Exodus 22:5 Moses taught the Jews to dress according to their sexual gender. He did not define the dress for male and female but demanded that the two sexes be distinguished by their dress. This may be different in every culture (e.g. ancient clothing of people of the Bible; African tribe where the more jewelry the men wore, the more masculine they were considered; the wigs worn by men in America’s past; the Scottish kilts worn by men).
1 Corinthians 11:14-15 Paul called for the church in Corinth to respect and maintain the distinction between male and female as it was expressed in the length of hair in that culture. For them to do otherwise would have been “dishonorable”. Paul was not requiring short hair for men and long hair for women, but he was requiring them to respect the difference in hairstyles between men and women commonly held among them. It is not inherently evil for a man to have long hair (cf. Num. 6:13ff; Jud. 13:5).
In summary… God wants us to dress in a way that will distinguish our gender. This may be different in different cultures, but we must be careful not to blur the distinction between the male and the female by dressing alike and/or cross dressing. It is a disgrace to embrace other gender identity.
Is there a dress code in the Bible? Yes. God is very specific: cover your nakedness and dress modestly, distinguishing your gender. Do not let the world determine what you will wear (Rom. 12:2; Jam. 1:27).
Be Clothed With Jesus! Galatians 3:26-27 "For you are all sons of God through faith in Christ Jesus. For as many of you as were baptized into Christ have put on Christ."

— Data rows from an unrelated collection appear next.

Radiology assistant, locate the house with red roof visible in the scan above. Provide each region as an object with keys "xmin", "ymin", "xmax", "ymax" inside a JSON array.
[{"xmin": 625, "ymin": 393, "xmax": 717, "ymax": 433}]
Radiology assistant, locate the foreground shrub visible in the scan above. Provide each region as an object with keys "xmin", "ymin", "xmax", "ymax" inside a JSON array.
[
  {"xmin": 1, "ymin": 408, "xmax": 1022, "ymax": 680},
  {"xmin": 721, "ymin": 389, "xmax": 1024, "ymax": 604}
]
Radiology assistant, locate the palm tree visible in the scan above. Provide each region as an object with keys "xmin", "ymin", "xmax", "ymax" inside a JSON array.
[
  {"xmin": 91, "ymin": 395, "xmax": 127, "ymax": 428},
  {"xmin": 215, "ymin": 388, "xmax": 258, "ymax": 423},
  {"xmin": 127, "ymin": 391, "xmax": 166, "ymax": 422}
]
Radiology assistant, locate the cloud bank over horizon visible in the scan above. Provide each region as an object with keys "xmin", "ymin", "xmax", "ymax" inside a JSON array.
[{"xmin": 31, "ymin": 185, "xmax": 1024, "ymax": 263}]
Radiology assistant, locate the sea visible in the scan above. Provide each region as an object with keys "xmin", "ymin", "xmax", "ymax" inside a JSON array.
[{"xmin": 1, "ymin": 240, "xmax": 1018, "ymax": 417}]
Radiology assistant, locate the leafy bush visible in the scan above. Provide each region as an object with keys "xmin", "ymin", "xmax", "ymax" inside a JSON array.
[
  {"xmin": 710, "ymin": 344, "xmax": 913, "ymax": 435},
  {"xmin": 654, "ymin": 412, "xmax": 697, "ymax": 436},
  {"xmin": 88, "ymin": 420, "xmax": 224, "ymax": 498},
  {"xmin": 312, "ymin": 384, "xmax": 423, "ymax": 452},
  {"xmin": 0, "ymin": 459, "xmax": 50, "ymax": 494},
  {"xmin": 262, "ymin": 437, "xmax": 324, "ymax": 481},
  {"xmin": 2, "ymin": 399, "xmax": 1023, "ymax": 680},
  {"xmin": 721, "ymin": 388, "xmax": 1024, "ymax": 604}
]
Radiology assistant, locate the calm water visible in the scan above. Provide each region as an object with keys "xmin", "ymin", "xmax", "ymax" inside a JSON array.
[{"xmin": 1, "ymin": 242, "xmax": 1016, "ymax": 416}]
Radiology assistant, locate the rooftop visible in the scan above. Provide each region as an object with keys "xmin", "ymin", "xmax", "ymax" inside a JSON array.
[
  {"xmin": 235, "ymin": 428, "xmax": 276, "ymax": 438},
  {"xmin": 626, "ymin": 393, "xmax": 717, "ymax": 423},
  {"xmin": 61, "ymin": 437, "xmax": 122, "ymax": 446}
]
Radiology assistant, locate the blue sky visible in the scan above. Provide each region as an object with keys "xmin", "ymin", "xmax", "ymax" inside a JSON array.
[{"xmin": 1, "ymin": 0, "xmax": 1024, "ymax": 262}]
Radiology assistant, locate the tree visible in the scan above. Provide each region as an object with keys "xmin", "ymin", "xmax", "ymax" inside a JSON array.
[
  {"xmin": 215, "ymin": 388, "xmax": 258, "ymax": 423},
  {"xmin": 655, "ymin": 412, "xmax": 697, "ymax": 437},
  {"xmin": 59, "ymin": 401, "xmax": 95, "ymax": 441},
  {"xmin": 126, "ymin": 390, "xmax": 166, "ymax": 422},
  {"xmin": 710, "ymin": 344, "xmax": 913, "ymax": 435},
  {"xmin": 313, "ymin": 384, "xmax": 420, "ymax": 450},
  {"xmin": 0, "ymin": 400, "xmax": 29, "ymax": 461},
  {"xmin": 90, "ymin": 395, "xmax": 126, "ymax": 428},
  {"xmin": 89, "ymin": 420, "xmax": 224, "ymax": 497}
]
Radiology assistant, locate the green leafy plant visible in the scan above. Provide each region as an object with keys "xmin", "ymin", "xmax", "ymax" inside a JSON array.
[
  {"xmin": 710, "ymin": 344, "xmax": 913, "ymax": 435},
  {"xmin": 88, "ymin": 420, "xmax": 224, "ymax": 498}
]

More important than our physical dress, is our spiritual dress. This begins with putting on Christ in baptism. Without Him we are lost in sin and forever doomed with the world. Having put on Christ, we must keep putting Him on as Paul writes in Romans 13:14 “But put on the Lord Jesus Christ, and make no provision for the flesh, to fulfill its lusts.” Are you clothed with Jesus? Be clothed with Jesus, today!